Анна тоже словно расцвела. Её добрые глаза сияли. Она улыбалась, для каждого имела ласковое слово. Как солнышко, она обогревала всех, кто соприкасался с ней. Но иногда она, грустная, стояла возле плотины. Ей тяжело было жить с Андреем под одной крышей, знать, что от него скрывается то, что могло бы сделать его счастливым. Только взгляд Козимы, который он время от времени бросал на неё, словно говорил: «Я доверяю тебе» и укреплял в решении молчать. Кроме того, Анну мучило нечто другое. Козима отрицал воскресение Христа, считал себя безгрешным. Он старался жить безукоризненно, и, действительно, ничего нельзя было сказать о нём плохого. Анна боялась, чтобы его убеждения не заразили её и не поколебали её библейскую веру. Поведение Козимы, казалось, говорило: «Во что ты веришь, хорошо для тебя, а мои убеждения хороши для меня, и я остаюсь при них». «Кто не родится свыше, не может увидеть Царствия Божия», — сказал Иисус Христос Никодиму. Козима, конечно, был добрый человек, и всё же Бог может оставить его за всю его жертвенную жизнь без вознаграждения, осудив его вместе со сквернейшими преступниками за то, что он не верит в Иисуса Христа как Сына Божия и в воскресение Его. Ведь Иисус Христос говорит, что верующий в Него не судится, а не верующий во имя Единородного Сына Божия уже осуждён. Эти мысли побуждали Анну молиться. Днём и ночью она просила Господа о милости к этому благородному человеку, не знавшему Бога.
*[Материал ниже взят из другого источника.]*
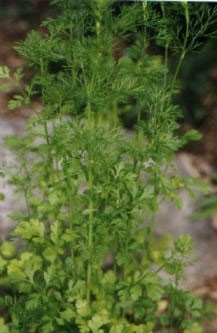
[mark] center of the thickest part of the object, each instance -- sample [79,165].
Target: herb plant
[86,258]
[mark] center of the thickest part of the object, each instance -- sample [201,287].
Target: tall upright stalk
[183,52]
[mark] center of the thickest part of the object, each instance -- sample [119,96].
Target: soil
[200,160]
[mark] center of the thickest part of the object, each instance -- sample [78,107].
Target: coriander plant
[86,258]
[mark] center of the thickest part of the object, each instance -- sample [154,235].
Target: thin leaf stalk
[182,55]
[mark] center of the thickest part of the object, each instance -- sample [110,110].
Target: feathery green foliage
[87,259]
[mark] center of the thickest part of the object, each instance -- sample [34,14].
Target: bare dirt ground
[202,276]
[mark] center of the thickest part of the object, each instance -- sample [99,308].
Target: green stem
[90,236]
[183,53]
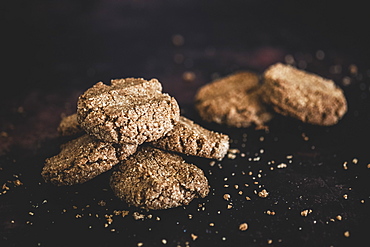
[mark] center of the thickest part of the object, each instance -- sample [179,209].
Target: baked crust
[233,100]
[303,95]
[155,179]
[130,110]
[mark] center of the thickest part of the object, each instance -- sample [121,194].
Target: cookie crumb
[193,236]
[243,227]
[226,197]
[306,212]
[270,212]
[282,165]
[263,193]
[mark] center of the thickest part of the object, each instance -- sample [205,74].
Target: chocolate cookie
[233,100]
[130,110]
[83,159]
[69,126]
[190,138]
[302,95]
[155,179]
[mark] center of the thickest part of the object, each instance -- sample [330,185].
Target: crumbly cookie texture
[83,159]
[233,100]
[303,95]
[130,110]
[190,138]
[155,179]
[69,126]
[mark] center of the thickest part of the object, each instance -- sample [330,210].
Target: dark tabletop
[317,178]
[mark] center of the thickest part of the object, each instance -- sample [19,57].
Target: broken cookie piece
[190,138]
[303,95]
[130,110]
[83,159]
[155,179]
[69,126]
[233,100]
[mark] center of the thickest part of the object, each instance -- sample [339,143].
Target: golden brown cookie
[83,159]
[233,100]
[69,126]
[130,110]
[190,138]
[155,179]
[303,95]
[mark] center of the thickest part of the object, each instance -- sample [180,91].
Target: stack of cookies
[243,98]
[135,127]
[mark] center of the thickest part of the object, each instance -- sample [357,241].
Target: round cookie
[190,138]
[233,100]
[130,110]
[302,95]
[83,159]
[155,179]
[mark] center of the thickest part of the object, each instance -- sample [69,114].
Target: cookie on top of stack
[133,125]
[243,99]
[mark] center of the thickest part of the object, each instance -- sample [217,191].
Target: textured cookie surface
[83,159]
[233,100]
[69,126]
[305,96]
[155,179]
[130,110]
[190,138]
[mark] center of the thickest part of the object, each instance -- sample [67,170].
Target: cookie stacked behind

Было воскресенье. У плотины стояли мельник и Андрей. У последнего в руках была книга, которую он намеревался почитать в лесу. Вдруг они увидели Анну.
— Ты куда, Анна? — окликнул её Козима.
— Я ищу вас, — ответила она. — Прочтите, пожалуйста, вот это письмо.
Андрей не хотел мешать и направился в лес. Козима взял письмо и прочёл его. Главным в его содержании было следующее:
«Письма Анны становятся всё хуже. Она ведь не исправляется. А вы пишете о ней, будто она невесть какой ангел. Что подумают о нас люди, среди которых мы живём, что мы так долго оставляем её у вас? Правда, домой ей нельзя. Я не хочу, чтобы она была здесь. Я рада жить в мире с мужем. Но из-за людских разговоров я нашла ей хорошее место в Будапеште, у одной богатой еврейки. Она слышала от кого-то об Анне и приезжала нанять её. Будет платить по десять гульденов в месяц. Пусть Анна сейчас же собирается и едет от вас прямо в Будапешт. Деньги на дорогу, оставленные её новой хозяйкой, мы уже выслали."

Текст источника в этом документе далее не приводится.